RT France : Les autorités russes attendaient de cette visite de travail entre Vladimir Poutine et Emmanuel Macron des «échanges francs». Quelle impression vous laisse cette conférence de presse commune entre les deux présidents ?

Emmanuel Dupuy (E. D.) : J'ai le sentiment qu'on a assisté à une reprise de dialogue – comme cela nous avait été annoncé – sans doute plus chaleureuse que ce que certains escomptaient. Il y a eu un certain nombre de dossiers avancés que l'on n'attendait pas forcement, notamment la mise en place de ce «Forum franco-russe de la société civile» qui peut s'apparenter à ce qui existe déjà dans le cadre franco-allemand : l'office franco-allemand de la jeunesse (OFAJ). On a surtout entendu une évocation de ce qui nous unit et non pas ce qui nous désunit. La dimension culturelle a été très présente – c'était tout l'objectif de l'exposition des œuvres prêtées par le musée de l'Ermitage à l'occasion du 300e anniversaire de la visite historique, en 1717, du Tsar Pierre Le Grand au Roi de France Louis XV. Enfin, on a eu un rappel de l'importance que la France et la Russie ont dans l'espace commun qu'est l'espace européen dans sa définition très large, tant sa dimension occidentale que de son voisinage oriental.

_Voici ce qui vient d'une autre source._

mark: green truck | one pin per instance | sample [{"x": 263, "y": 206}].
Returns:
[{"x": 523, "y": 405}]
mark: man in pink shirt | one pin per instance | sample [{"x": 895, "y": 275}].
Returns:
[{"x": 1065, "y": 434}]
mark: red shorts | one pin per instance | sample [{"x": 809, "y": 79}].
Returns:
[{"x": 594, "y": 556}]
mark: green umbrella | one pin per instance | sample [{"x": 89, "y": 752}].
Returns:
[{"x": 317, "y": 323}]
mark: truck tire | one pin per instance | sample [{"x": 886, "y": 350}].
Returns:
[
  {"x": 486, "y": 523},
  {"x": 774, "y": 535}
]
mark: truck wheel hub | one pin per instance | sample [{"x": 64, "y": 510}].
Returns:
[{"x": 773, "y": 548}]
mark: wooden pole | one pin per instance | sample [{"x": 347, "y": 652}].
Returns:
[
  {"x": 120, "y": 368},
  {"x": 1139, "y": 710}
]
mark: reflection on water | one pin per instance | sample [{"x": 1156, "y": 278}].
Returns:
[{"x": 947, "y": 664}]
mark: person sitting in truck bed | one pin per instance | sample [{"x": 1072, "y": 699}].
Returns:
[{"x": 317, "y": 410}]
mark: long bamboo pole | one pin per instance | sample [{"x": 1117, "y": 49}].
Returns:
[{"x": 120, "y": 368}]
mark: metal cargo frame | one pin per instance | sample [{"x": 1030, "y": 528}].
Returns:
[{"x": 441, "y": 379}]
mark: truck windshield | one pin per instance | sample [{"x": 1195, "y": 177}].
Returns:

Chacun a tenu son rang, tout en montrant qu'il avait des différences d'appréciations que l'on connait bien comme sur la Syrie ou la crise ukrainienne

Chacun a tenu son rang, tout en montrant qu'il avait des différences d'appréciations que l'on connait bien comme sur la Syrie ou la crise ukrainienne. Sur cette dernière, il faut se féliciter que la reprise du format «Normandie» (réunissant depuis juin 2014, la France, l’Allemagne, la Russie et l’Ukraine) ait été mise en exergue. Ce format offre aux pays participants la possibilité de faire entendre leur voix. Il exclut les Etats-Unis et permet à la France, à l'Allemagne, à la Russie et à l'Ukraine d'avoir un dialogue continu, franc et direct. On lui doit d’ailleurs, des avancées sur le positionnement de l’OSCE sur la question de la sécession des oblasts du Donbass et de Donetsk (est de l’Ukraine).

Je vois un autre élément positif quant à la question syrienne. Les deux présidents ont marqué leur continuité et leur appui à la complémentarité des processus de dialogue de Genève (5e round de négociations intra-syriennes depuis 2013) comme à celui plus récent d'Astana, sous l’égide de la Russie, de la Turquie et de l’Iran et prochainement la Chine).

On assiste aussi à une réflexion sans doute plus convergente entre les deux pays sur la définition de la «ligne rouge», telle qu’évoquée par Emmanuel Macron durant la conférence de presse commune : l'utilisation de l'arme chimique. C'est la même «ligne rouge» qu'avait évoquée François Hollande, suite à l’attaque de la Ghouta qui avait fait plus de 1200 morts en août 2013. Le prédécesseur d’Emmanuel Macron, tout comme le président américain, Barack Obama ou le Premier ministre britannique de l’époque, David Cameron, n’avait osé agir. Emmanuel Macron n’a pas hésité à annoncer, avec plus de fermeté, qu'il n'hésiterait pas, à prendre les mesures nécessaires en réponse à toute attaque chimique (d’où qu’elle vienne, rajoute t-il) à la manière d'un Donald Trump qui, après l'attaque chimique de Khan Cheikhoun, le 4 avril dernier, n'avait pas hésité à envoyer 59 missiles Tomahawk sur la base d’où seraient partis les avions ayant bombardé la ville de la province d’Idleb, au nord-ouest de la Syrie.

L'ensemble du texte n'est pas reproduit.